Use Alloy’s scope limits to design performance tests:

def test_performance_at_alloy_limits(self):
    """If Alloy handles scope N, so should our system"""
    max_scope = 10  # Maximum scope Alloy could verify
    
    # Generate load matching Alloy's maximum scope
    create_users(max_scope)
    create_posts(max_scope * max_scope)
    create_comments(max_scope ** 3)
    
    start_time = time.time()
    system.validate_all_invariants()
    duration = time.time() - start_time
    
    self.assertLess(duration, 5.0)  # Should complete in reasonable time

3.3 Debugging Failed Constraints

When implementation can’t satisfy a model constraint:

def debug_constraint_failure(self, constraint_name):
    """Understand why a constraint fails"""
    # 1. Temporarily remove constraint from model
    # 2. Run check to see what breaks
    # 3. The counterexample shows why constraint was needed
    
    counterexample = alloy_check_without_constraint(constraint_name)
    
    if counterexample:
        print(f"Constraint {constraint_name} prevents: {counterexample}")
        # Either fix implementation or refine model

3.4 Incremental Refinement Process

class ModelRefinement:
    def refine_based_on_implementation_feedback(self):
        """
        When implementation reveals model is too restrictive:
        1. Identify the problematic constraint
        2. Understand its purpose via counterexamples
        3. Refine to be less restrictive while maintaining safety
        4. Regenerate tests
        5. Verify implementation against refined model
        """
        pass

Part 4: Common Patterns and Pitfalls

4.1 Pattern: State Machine Testing

abstract sig State {}
one sig Init, Active, Terminated extends State {}

sig Process {
  var state: one State
}

pred transition[p: Process, from, to: State] {
  p.state = from
  p.state' = to
}

Maps to state transition tests covering all valid paths.

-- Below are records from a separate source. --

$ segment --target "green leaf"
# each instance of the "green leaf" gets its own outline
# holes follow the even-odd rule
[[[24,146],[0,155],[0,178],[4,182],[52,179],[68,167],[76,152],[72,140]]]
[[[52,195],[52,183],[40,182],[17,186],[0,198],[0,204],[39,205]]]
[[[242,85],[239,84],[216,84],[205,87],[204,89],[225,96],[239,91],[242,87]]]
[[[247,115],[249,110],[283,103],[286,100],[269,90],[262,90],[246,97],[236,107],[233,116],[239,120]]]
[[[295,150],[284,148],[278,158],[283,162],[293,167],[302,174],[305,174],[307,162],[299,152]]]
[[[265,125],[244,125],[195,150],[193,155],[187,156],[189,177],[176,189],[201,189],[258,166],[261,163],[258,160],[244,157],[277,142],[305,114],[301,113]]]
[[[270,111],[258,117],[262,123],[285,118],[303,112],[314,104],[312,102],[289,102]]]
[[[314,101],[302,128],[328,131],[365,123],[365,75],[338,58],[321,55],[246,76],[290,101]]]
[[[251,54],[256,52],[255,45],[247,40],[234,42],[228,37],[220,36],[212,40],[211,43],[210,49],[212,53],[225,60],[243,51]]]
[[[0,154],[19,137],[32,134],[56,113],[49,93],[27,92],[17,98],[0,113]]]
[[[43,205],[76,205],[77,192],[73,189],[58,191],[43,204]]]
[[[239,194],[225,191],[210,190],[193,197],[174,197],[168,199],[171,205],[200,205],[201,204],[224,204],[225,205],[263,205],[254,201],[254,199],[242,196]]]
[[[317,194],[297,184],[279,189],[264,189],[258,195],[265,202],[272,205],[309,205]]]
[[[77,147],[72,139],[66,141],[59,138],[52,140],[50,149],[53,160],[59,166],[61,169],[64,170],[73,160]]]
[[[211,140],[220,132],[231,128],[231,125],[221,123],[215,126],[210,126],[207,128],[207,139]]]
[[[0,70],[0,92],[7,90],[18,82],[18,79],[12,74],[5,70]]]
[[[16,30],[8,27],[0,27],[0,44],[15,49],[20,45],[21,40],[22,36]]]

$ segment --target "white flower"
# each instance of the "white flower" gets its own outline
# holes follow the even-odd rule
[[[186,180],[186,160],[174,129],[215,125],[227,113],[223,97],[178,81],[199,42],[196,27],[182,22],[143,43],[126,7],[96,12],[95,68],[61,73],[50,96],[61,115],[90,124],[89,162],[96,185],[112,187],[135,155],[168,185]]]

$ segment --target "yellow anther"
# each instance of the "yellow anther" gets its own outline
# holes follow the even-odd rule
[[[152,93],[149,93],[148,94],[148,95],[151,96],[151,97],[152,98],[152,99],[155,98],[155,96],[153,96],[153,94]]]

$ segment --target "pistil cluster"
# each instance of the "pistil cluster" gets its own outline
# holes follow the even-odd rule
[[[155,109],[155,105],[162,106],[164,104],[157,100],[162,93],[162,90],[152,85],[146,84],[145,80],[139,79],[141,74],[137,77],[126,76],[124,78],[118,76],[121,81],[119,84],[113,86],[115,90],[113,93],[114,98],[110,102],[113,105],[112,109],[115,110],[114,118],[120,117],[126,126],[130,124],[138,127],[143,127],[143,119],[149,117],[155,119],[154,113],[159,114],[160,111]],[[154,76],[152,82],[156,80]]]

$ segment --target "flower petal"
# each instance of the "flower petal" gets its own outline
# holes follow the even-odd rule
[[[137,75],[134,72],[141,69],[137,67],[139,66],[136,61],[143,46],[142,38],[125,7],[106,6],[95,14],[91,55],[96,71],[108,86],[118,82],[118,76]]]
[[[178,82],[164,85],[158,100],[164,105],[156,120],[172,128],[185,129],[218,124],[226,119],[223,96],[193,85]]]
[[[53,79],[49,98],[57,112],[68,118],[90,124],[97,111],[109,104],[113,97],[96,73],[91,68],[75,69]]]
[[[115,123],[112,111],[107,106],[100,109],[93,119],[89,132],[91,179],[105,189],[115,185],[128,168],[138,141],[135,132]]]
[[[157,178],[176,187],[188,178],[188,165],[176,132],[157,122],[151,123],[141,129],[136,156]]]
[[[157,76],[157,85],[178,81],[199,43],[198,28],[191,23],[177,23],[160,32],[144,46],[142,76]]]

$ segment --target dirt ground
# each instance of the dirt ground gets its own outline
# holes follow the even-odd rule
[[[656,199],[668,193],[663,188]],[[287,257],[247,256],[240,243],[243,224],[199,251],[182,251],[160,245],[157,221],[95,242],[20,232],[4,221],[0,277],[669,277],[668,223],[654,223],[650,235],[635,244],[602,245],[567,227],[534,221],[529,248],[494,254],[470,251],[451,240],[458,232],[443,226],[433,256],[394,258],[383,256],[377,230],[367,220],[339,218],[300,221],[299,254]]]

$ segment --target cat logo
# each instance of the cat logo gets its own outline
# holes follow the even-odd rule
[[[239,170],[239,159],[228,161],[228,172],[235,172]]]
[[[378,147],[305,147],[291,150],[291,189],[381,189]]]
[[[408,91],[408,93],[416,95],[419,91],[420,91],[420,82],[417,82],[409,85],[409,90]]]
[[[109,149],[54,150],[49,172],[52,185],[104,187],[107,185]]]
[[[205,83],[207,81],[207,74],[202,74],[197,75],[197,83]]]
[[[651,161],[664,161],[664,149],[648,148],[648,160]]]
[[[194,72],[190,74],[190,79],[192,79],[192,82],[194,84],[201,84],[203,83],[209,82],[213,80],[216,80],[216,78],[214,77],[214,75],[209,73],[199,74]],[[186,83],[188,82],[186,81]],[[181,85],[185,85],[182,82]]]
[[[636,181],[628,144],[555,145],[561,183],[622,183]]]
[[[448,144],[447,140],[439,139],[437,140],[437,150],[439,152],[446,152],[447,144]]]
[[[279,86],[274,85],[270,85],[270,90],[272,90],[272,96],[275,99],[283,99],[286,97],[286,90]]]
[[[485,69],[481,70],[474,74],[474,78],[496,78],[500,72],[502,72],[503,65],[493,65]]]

4.2 Pattern: Access Control Testing

pred canAccess[u: User, r: Resource] {
  r in u.owned or
  r in u.group.resources or
  r.public = True
}

Generates permission matrix tests for all user-resource combinations.

4.3 Pitfall: Over-Constraining

Problem: Model too restrictive, implementation can’t satisfy it. Solution: Start with minimal constraints, add incrementally.

4.4 Pitfall: Under-Testing Boundaries

Problem: Only testing within comfortable scopes. Solution: Always test at scope 2 (minimum) and maximum viable scope.


Part 5: Quick Reference

Model → Test Mapping

Alloy Construct Test Type Test Purpose
sig + fields Property tests Validate structure and multiplicities
fact Invariant violation tests Ensure rules cannot be broken
pred Operation tests Test state transitions
run instance Happy path tests Verify valid scenarios work
check counterexample Regression tests Prevent specific bugs
assert (passing) Property tests Verify desired properties hold
Scope boundaries Edge case tests Test at limits
Temporal properties Sequence tests Test behavior over time

Test Generation Checklist

  • Every sig has a test class
  • Every field has a multiplicity test
  • Every fact has a violation test
  • Every successful run has a scenario test
  • Every predicate has parameterized tests
  • Every found counterexample has a regression test
  • Minimum scope (2) tested
  • Maximum scope tested
  • Performance tested at maximum scope
  • Temporal properties have sequence tests
  • Test oracle extracted from Alloy evaluator
  • Coverage report shows >90% model coverage

Conclusion

This approach transforms Alloy from a design verification tool into a comprehensive test generation engine. The model becomes a living specification that not only proves your design is correct but also generates the tests to ensure your implementation matches that design.

Remember: The bugs Alloy finds in your model are the bugs your tests will prevent in your code.